Related to Why Is the Fine Structure Constant Still a Mystery?

1. What is the fine structure constant -1/137?

The fine structure constant, also known as the Sommerfeld constant, is a dimensionless quantity that characterizes the strength of the electromagnetic interaction between elementary particles. Its approximate value is 1/137 or 0.0072973525664.

2. How was the value of the fine structure constant -1/137 determined?

The value of the fine structure constant was first calculated by the German physicist Arnold Sommerfeld in 1916, based on experimental data collected by physicist Albert Einstein. It was later refined by British physicist Paul Dirac in 1937 and is now considered one of the fundamental constants of nature.

3. What is the significance of the fine structure constant -1/137 in physics?

The fine structure constant is a fundamental constant in physics that plays a crucial role in the theory of quantum electrodynamics (QED), which describes the interactions between charged particles and electromagnetic fields.
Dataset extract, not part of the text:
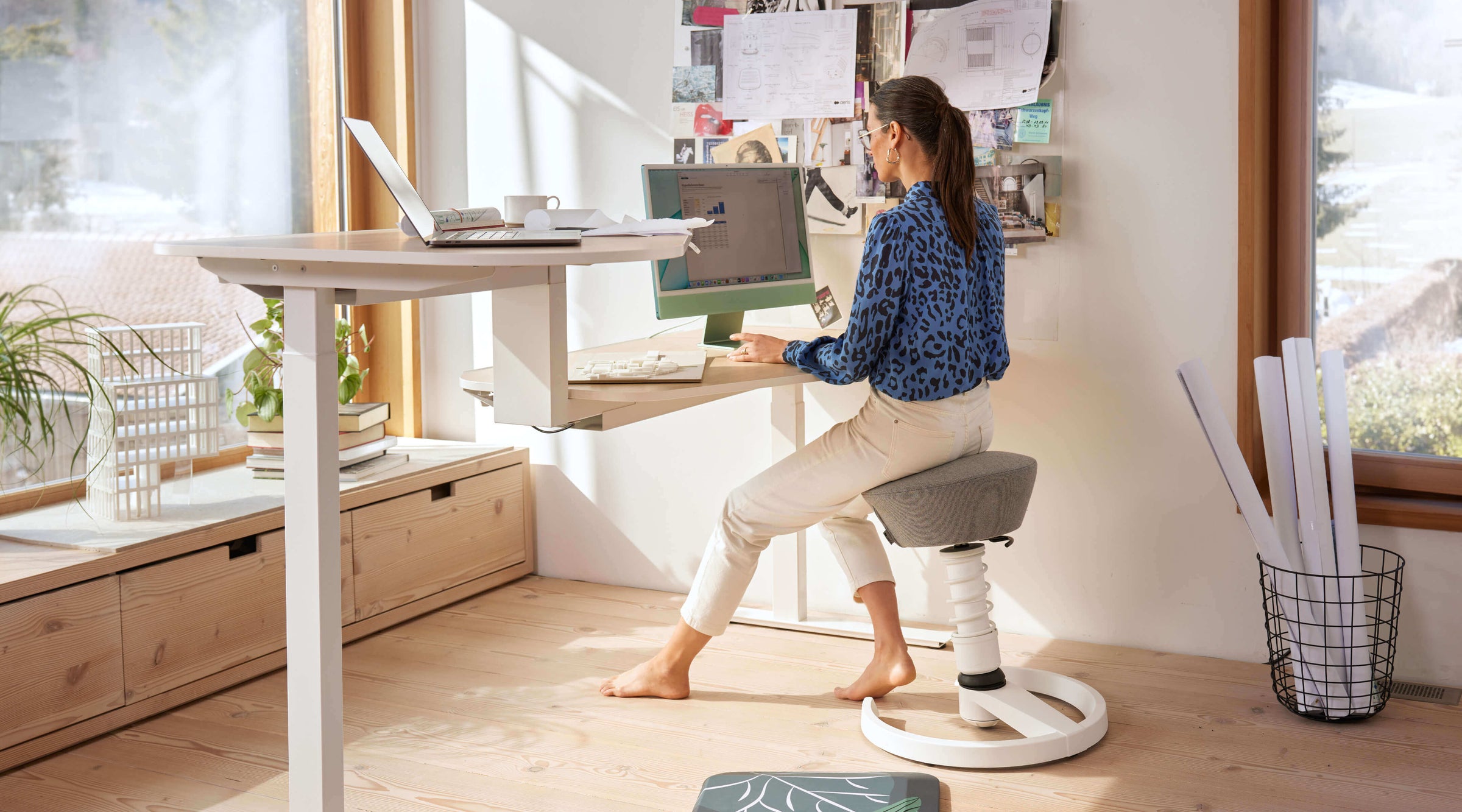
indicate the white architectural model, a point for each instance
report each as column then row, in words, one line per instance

It also appears in other physical theories such as the Standard Model of particle physics.

4. Is the value of the fine structure constant -1/137 constant?

According to current scientific understanding, the value of the fine structure constant is considered to be a fundamental constant of nature and thus remains constant throughout the universe and across time. However, some theories suggest that it may vary slightly in extreme conditions such as near black holes or during the early stages of the universe.

5. How does the fine structure constant -1/137 relate to the concept of alpha particles?

The fine structure constant can be thought of as the square of the coupling constant, or alpha, which describes the strength of the interaction between charged particles and electromagnetic fields. This relationship is a fundamental part of the theory of QED and helps to explain the behavior of alpha particles in various physical phenomena.